Haberlerin arasında “Pir Ali Haydar Cilasun öldü” başlığını okuduğumda büyük üzüntüye kapıldım. Ölümüyle ilgili detaylar, bu üzüntümü katbekat artırdı. Ali Haydar Cilasun gibi, hayatını sahip olduğu değerler uğruna sürgünlerde geçirmiş ve bu uğurda yaptığı çalışmalarla birçok insanın hayatında önemli etkiler bırakmış bir insanın ölümü bu kadar sessizce ve kimsesizce olmamalıydı.
12 Eylül cuntasının yarattığı tahribatın boyutu büyüktü. Özellikle zindanlardan yükselen çığlıklar, Avrupa’da yaşayan Türkiyeli devrimci, demokrat insanların gündemindeydi. Mitingler yapılıyor ve gerçekleşen kültürel etkinliklerde cuntanın insanlıkdışı uygulamaları anlatılıyordu. ATİF (Almanya Türkiyeli İşçiler Federasyonu) bu çalışmaların yürütülmesinde önemli bir güce sahipti. Türkiyeli işçilerin ve devrimcilerin örgütlendiği en büyük yapılardan biriydi. Türkiye’den ayrılıp Almanya’ya gittiğimde ATİF’in düzenlediği etkinliklerde aktif olarak yer almaya başlamıştım. Düzenlenen gecelerde hayatını kaybeden devrimciler anısına ağıtlar okuyordum.

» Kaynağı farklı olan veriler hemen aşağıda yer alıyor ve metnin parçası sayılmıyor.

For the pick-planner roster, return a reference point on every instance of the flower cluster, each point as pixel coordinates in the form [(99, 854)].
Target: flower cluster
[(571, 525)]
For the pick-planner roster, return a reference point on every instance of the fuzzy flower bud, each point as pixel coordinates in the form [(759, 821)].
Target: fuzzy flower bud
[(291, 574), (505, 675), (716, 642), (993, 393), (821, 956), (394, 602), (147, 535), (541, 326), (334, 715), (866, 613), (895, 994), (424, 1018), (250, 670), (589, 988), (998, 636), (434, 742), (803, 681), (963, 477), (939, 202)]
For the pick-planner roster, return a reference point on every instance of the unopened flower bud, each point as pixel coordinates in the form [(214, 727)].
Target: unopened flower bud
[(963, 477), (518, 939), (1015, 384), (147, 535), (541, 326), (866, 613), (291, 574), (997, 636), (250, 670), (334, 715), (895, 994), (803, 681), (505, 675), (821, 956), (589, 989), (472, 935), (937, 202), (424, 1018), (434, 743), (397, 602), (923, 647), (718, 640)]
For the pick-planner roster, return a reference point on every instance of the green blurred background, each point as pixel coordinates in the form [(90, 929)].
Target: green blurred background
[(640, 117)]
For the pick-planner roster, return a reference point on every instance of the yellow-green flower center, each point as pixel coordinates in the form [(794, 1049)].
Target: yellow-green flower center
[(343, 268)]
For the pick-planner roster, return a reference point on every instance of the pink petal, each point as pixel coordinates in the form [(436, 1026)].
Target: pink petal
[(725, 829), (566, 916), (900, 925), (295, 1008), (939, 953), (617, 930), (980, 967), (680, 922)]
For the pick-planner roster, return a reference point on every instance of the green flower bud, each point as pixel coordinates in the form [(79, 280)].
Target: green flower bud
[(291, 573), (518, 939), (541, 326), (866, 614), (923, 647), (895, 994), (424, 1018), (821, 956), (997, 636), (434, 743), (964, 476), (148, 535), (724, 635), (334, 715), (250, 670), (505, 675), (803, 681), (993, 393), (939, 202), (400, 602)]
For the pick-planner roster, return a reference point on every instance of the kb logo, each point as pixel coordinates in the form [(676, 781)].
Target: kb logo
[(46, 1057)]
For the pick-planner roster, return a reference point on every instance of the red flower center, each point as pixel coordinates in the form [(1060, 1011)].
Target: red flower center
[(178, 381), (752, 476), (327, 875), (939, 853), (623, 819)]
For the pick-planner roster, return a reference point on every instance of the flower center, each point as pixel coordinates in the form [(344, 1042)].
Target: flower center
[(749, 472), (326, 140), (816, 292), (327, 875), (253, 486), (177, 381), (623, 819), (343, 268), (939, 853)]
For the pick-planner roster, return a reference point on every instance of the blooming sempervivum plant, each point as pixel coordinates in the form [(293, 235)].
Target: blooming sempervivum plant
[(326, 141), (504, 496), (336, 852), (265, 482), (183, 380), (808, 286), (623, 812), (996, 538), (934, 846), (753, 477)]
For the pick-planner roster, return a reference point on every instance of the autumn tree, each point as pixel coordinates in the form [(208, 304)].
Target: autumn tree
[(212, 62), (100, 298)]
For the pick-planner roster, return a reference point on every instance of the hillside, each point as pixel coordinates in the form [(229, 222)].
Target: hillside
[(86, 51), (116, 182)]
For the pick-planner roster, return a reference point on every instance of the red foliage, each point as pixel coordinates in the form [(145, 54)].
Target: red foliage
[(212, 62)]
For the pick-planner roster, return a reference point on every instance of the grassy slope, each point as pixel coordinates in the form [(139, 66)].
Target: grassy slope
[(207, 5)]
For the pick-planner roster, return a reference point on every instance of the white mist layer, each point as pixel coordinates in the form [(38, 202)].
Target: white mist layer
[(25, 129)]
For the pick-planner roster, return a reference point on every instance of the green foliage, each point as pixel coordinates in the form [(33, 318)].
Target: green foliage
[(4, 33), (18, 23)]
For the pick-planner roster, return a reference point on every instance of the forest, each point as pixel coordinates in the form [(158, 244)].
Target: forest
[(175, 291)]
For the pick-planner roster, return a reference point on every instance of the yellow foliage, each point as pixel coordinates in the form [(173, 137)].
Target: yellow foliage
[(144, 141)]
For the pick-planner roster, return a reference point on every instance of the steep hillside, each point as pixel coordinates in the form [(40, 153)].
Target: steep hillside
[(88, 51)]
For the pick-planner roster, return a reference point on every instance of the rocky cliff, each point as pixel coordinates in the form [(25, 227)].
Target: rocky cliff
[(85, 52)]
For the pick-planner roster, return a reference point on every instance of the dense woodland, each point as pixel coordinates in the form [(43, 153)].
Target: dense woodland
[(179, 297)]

Ali Haydar Cilasun’u tam da bu süreçte tanıdım. Berlin’de yaşıyordu ve Türkiye’nin zindanlarında yükselen işkence olayına bir tiyatrocu olarak sessiz kalmamıştı. Hazırlayacağı bir oyun için Berlin’e gitmem gerektiği bana iletildiğinde onun adını da duymaya başladım. Berlin’e gittiğimde Kreuzberg Türkiyeli İşçi Derneği'nde provalar başlamıştı bile. Oyunun adı 'İşkence'ydi ve 2,5 saat süren bu oyunun müziklerini yapmam isteniyordu. Provolara katılıyor ve onlar bittikten sonra Ali Haydar Cilasun’un evinde müziklerine yoğunlaşıyorduk.
Kırılan bağlamam ve Neşet Baba'nın tamiri
Berlin’e Türkiye’den binbir güçlükle getirttiğim bağlamam ile gitmiştim. Bağlamayla ilgili yaşadığım bir talihsizliği de bu vesileyle paylaşayım: Söz konusu bağlamaya gözüm gibi bakıyordum. Kullandıktan sonra özenle kılıfına yerleştirip olması gerektiği yere bırakıyordum. Bir gün bu çalışmalar sırasında beklenmedik bir kaza yaşandı.
Ali Haydar Cilasun dedemizin Rüçhan Tolga ile evliliğinden olan Emrah, koltuğun üzerinde olduğunu unuttuğu bağlamanın üzerine oturmuştu. Artık bağlamanın sapı ve gövdesi birbirinden ayrıydı. O an büyük bir çığlık koparmıştım ve hatta sinirden ağladığımı hatırlıyorum!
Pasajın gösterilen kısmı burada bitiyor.